В понедельник, после ленча, я ничего не стал объяснять Ане. Я не придумывал заранее никаких объяснений и был готов к самому худшему, если она возразит. Я просто сказал: "Я отвезу Грасу домой". Ана сказала Грасе: "Я рада, что вы понемногу обживаетесь".
"Немецкий замок" был заброшенной усадьбой. Еще несколько лет назад, слушая сплетни наших соседей, я понял, что там часто встречаются любовники. Больше я ничего о нем не знал. Он находился в часе езды от нас; дорога туда шла по равнине мимо конических утесов, которые на расстоянии начинали сливаться в одну сплошную низкую голубую гряду. Равнина была песчаная, неплодородная и выглядела пустынной; песок и зелень служили для редких деревень естественным камуфляжем.

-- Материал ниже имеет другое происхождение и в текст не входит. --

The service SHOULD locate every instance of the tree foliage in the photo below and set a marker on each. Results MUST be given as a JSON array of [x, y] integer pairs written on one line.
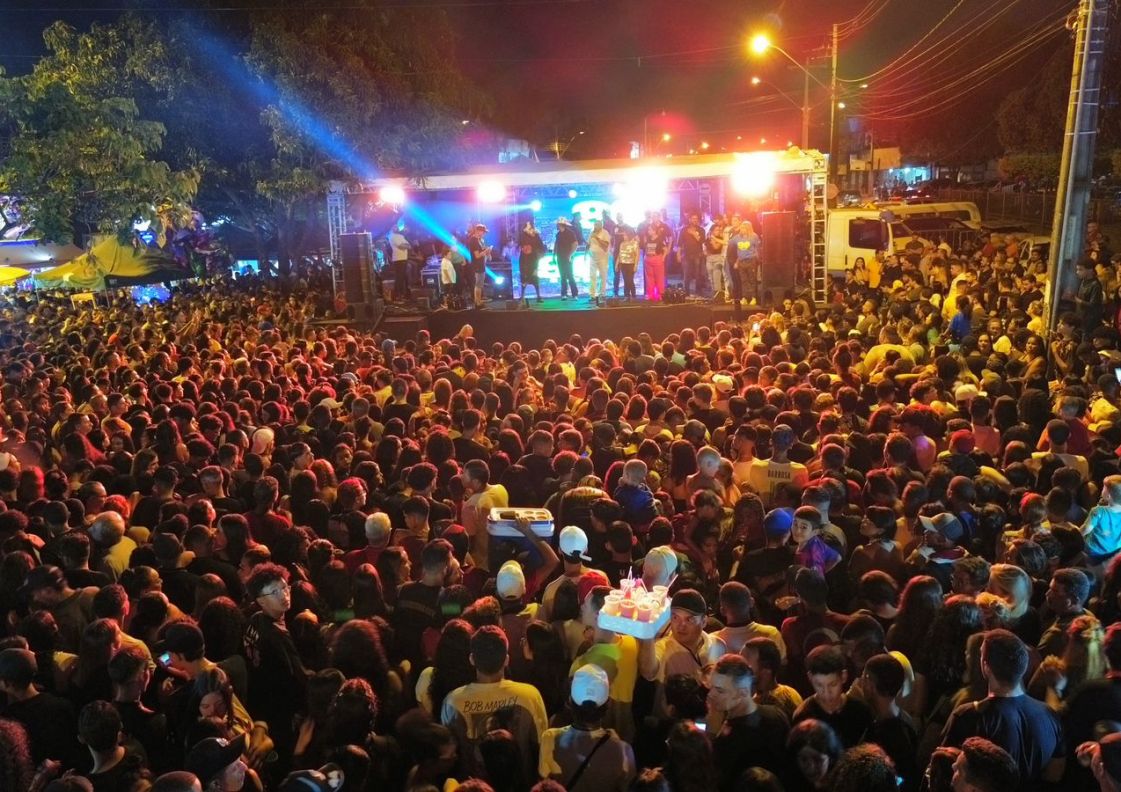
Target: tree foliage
[[1030, 120], [76, 147]]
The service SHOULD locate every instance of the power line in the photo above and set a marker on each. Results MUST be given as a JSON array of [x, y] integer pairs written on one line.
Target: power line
[[862, 19], [1009, 58], [910, 48], [414, 5]]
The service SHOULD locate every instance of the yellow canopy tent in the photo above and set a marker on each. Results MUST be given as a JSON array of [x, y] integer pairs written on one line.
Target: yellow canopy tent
[[10, 275], [108, 257]]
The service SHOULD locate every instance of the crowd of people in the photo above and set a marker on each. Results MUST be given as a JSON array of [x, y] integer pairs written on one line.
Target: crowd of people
[[246, 547]]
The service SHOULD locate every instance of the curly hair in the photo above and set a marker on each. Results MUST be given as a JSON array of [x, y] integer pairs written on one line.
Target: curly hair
[[16, 767]]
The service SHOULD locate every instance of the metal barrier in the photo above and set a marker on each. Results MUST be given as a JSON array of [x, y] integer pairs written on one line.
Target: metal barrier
[[1031, 208]]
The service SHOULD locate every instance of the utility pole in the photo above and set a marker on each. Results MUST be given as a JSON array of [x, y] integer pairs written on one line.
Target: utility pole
[[805, 106], [1072, 198], [833, 108]]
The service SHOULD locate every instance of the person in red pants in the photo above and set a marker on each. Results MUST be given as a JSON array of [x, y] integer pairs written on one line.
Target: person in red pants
[[655, 243]]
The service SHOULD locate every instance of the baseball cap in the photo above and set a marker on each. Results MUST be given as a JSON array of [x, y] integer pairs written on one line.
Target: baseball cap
[[590, 580], [42, 577], [689, 601], [591, 683], [184, 637], [1111, 755], [377, 528], [574, 543], [510, 581], [962, 441], [213, 755], [778, 522], [329, 777], [966, 392], [945, 523], [663, 556]]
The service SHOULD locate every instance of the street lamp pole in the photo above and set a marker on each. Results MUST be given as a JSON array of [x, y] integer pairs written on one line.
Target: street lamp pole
[[805, 108], [833, 108], [760, 44]]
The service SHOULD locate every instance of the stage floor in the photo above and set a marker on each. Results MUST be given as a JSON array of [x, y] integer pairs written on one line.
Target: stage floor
[[558, 319]]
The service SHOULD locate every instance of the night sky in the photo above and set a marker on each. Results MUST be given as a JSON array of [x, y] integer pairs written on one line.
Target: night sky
[[558, 66]]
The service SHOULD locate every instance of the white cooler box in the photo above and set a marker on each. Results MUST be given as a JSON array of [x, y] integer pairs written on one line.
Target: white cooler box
[[502, 522], [626, 625]]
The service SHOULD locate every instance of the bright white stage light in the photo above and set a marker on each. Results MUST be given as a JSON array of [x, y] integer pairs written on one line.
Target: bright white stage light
[[753, 174], [491, 192], [391, 194]]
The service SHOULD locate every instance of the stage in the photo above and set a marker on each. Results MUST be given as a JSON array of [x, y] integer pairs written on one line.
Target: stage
[[558, 319]]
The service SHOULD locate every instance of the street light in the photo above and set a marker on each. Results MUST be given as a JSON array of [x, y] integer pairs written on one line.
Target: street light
[[760, 44]]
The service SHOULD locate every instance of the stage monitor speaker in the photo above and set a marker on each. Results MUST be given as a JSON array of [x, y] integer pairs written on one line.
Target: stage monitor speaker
[[355, 252], [779, 258]]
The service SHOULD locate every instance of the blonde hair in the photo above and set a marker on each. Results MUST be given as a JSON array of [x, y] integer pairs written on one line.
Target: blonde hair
[[1084, 658], [1013, 585], [996, 611]]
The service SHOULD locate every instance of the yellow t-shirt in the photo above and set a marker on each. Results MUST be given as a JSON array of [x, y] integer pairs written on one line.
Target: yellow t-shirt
[[619, 660]]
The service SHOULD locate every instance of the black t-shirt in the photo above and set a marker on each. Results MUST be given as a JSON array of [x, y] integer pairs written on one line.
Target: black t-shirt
[[223, 569], [148, 728], [851, 721], [765, 571], [417, 608], [81, 578], [1019, 724], [468, 449], [277, 679], [751, 741], [52, 727], [899, 741]]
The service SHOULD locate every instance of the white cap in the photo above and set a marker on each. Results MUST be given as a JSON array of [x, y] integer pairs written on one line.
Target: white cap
[[966, 392], [510, 581], [591, 683], [663, 557], [574, 543], [262, 438], [378, 528]]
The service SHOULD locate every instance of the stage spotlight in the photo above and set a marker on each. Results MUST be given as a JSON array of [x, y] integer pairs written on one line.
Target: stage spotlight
[[753, 175], [491, 192], [391, 194]]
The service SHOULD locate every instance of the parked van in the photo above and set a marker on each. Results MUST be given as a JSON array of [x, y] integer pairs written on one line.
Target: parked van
[[956, 210], [855, 233]]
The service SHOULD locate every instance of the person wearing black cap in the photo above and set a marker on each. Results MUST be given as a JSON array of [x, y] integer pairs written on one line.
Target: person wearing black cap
[[219, 765], [687, 649], [274, 662], [45, 587], [1009, 717], [51, 720], [114, 766], [983, 766]]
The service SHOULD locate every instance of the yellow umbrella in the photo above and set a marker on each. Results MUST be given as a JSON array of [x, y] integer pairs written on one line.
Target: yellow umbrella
[[10, 275]]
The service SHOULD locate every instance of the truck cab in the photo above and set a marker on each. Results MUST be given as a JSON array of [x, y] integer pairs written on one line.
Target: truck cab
[[855, 233]]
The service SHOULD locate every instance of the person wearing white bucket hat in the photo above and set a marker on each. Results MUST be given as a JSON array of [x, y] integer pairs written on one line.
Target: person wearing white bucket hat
[[585, 756], [573, 544]]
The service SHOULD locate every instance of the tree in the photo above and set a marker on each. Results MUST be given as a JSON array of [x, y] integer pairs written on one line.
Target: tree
[[76, 148], [1030, 120], [306, 98]]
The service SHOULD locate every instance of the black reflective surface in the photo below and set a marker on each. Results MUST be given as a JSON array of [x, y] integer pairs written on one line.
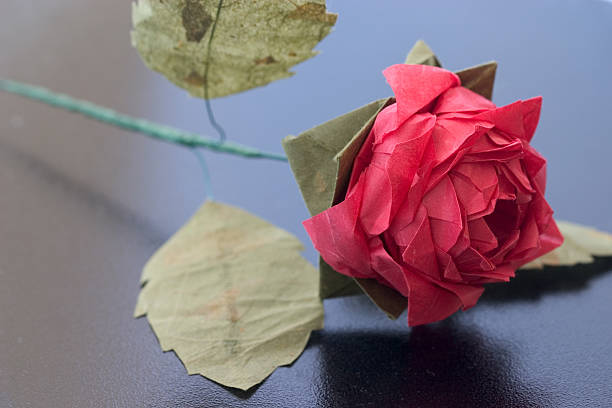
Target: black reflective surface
[[83, 206]]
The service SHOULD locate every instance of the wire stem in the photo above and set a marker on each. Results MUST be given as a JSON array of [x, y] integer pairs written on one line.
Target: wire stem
[[151, 129]]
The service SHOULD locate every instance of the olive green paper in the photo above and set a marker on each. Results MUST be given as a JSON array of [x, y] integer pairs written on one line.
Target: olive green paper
[[254, 42], [232, 296], [321, 160]]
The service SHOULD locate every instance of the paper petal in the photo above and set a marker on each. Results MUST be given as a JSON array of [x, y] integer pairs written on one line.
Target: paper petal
[[580, 245], [231, 295], [415, 86], [423, 55]]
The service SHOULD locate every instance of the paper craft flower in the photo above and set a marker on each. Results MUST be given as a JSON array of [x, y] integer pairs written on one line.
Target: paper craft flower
[[446, 194]]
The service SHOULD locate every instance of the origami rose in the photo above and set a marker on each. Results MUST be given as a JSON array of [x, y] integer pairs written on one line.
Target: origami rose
[[445, 195]]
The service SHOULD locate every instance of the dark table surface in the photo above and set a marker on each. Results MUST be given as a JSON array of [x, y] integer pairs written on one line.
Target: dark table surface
[[83, 206]]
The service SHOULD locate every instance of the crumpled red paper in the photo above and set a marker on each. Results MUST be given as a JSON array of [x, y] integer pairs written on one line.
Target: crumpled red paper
[[446, 194]]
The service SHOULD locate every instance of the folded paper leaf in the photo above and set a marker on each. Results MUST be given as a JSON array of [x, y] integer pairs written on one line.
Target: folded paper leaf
[[231, 295], [254, 43], [580, 245]]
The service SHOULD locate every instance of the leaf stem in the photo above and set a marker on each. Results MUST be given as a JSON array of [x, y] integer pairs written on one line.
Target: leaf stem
[[151, 129]]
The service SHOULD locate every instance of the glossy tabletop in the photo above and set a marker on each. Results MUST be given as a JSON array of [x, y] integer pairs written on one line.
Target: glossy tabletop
[[84, 205]]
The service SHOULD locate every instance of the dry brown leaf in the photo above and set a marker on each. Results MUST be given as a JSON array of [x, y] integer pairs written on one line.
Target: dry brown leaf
[[254, 42], [232, 296]]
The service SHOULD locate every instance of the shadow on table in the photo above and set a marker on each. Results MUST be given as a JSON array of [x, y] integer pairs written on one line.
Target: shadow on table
[[533, 284], [444, 364]]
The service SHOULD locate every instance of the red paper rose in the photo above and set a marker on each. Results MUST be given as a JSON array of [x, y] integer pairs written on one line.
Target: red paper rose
[[446, 194]]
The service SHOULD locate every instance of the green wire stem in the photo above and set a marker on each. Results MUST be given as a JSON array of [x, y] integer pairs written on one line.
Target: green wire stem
[[154, 130]]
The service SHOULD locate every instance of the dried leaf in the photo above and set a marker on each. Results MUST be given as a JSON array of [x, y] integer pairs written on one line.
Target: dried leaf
[[254, 42], [479, 78], [231, 295], [579, 246]]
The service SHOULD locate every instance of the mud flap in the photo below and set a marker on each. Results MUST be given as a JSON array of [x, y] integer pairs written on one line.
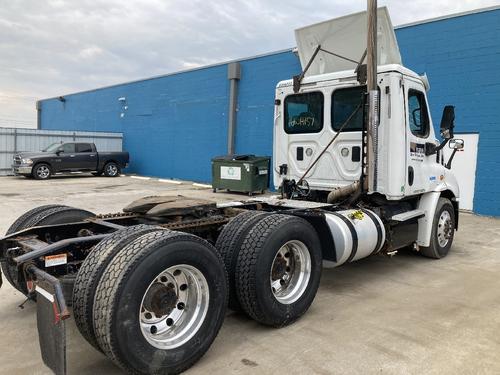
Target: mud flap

Замок стоял на склоне холма над этим унылым простором и был виден издалека. Это было гигантское, причудливое строение, широкое и высокое, с круглыми бетонными башенками по обе стороны от главной веранды. Именно из-за башенок этот дом и прозвали замком. Человек, построивший его в здешней глуши с таким размахом, должно быть, считал, что никогда не умрет, или ошибался в своем понимании истории и думал оставить своим потомкам сказочное наследство. В наших краях люди не имели привычки запоминать даты, поэтому никто точно не знал, когда был построен
"Немецкий замок". Одни говорили, что его построил в двадцатые годы немецкий поселенец из бывшей немецкой Восточной Африки, перебравшийся на более дружественную португальскую территорию после войны 1914 года, другиечто он был построен в конце тридцатых годов немцем, который покинул Германию, желая спастись от экономического кризиса и надвигающейся войны и надеясь основать здесь самодостаточное хозяйство. Но вмешалась смерть; история пошла своим путем; и задолго до моего приезда - опять-таки никто не мог точно сказать мне когда - замок окончательно опустел.
Я постарался подъехать на лендровере как можно ближе к дому. Когда-то роскошный, сад с большими бетонными клумбами теперь был гол и выжжен до песка; кроме торчавших там и сям пучков неприхотливой травы уцелели лишь несколько цинний на длинных стеблях и одичавшая пурпурная бугенвиллея. На веранду вели широкие и очень гладкие бетонные ступени, от которых до сих пор не откололось ни кусочка. В башенках с обеих сторон были проделаны бойницы, словно для обороны. За полуоткрытыми дверьми зияла гигантская полутемная гостиная. Пол под нашими ногами был усеян песком и мелким мусором. Наверное, песок нанесло сюда ветром, а кусочки мусора покрупнее обронили птицы, строившие себе гнезда. Я уловил странный запах рыбы и подумал, что так, должно быть, пахнет разрушающееся здание. У меня был с собой армейский прорезиненный коврик. Я постелил его на веранде, и мы легли на него без единого слова.